For the past two and a half years, Anderson has been posting music on her own YouTube channel, where she sings contemporary songs in the style of PMJ and tries other genres with a live band. Working on her own channel, as opposed to performing at PMJ shows, gives her the creative freedom to arrange her own music, improvise with the musicians and, more recently, start writing her own songs.

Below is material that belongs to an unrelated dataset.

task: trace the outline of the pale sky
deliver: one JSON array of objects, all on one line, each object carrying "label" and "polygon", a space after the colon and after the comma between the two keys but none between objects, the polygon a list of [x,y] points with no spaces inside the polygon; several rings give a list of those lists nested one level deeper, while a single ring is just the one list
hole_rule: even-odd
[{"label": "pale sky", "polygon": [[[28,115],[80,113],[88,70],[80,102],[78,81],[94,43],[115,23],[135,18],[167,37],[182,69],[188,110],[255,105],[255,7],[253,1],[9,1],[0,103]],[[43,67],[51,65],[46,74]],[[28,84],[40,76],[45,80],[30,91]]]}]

Anderson's specialty for era-style performances has led to other opportunities in Manhattan. Anderson was part of the cast of an immersive 1920s-era theater production, Speakeasy Dollhouse: Ziegfeld's  Midnight Frolic, in 2015, and the next year, The Flying Doctor by Molier, a play that infused modern songs with text. In June, she performed her hits with her bandmates at Moonshine over Manhattan, a Prohibition-style craft spirits tasting event hosted on a cruise.


Anderson performs with a band.
Anderson performs at Moonshine Over Manhattan in 2017. Photo by Danielle Brody.

While catching her at a performance in New York is rare, her next local show is a duo with Von Smith on Monday, Dec. 18, at the venue where it all began: the Manderley Bar. If you can’t make it, at least check out some of the singer’s latest uploads on her page — a Christmas song and a Weezer cover.